J'imagine que Drago se tient devant moi, qu'il me regarde avec son sourire en coin si rare. Je pense à ses cheveux blonds ébouriffés le matin, ses yeux métalliques scrutant le visage d'Harry et Ron, la jalousie marquée sur ses traits. Je me rappelle de son visage concentré, penché sur ses devoirs de potion. Ou de son sourire victorieux sur son balai de Quidditch, haut dans le ciel, sa tenue verte contrastant avec la pâleur de sa peau.

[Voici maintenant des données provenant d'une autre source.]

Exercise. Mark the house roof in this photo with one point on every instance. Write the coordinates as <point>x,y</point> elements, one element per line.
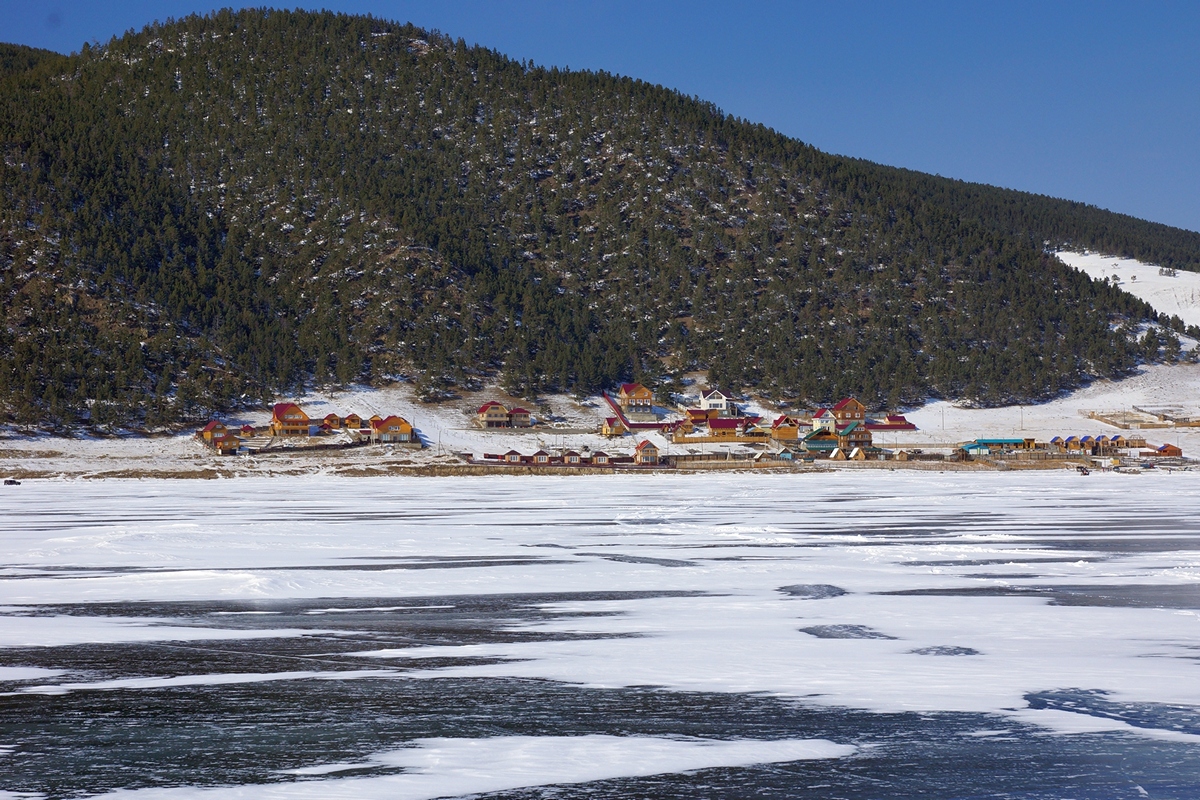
<point>390,420</point>
<point>280,409</point>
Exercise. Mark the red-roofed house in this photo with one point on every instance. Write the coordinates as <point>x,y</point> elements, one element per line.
<point>849,410</point>
<point>785,427</point>
<point>393,429</point>
<point>646,453</point>
<point>891,422</point>
<point>492,415</point>
<point>211,431</point>
<point>288,420</point>
<point>636,398</point>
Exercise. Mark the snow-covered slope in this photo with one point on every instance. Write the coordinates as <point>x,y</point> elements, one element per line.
<point>1169,294</point>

Mes pensées fut interrompues par un hurlement, et deux secondes plus tard, un Rafleur plus petit que les autres sortaient de la toile avec dans les mains… L'épée de Godric Gryffondor.
"Maaaagnifique !"
Je réprime un profond frisson. Je n'avais pas pensé à ce qu'il trouve ça, mais maintenant que c'est fait, je me trouve idiote. C'est notre plus grand objet de valeur, et il est désormais entre les doigts de Fenrir Greyback.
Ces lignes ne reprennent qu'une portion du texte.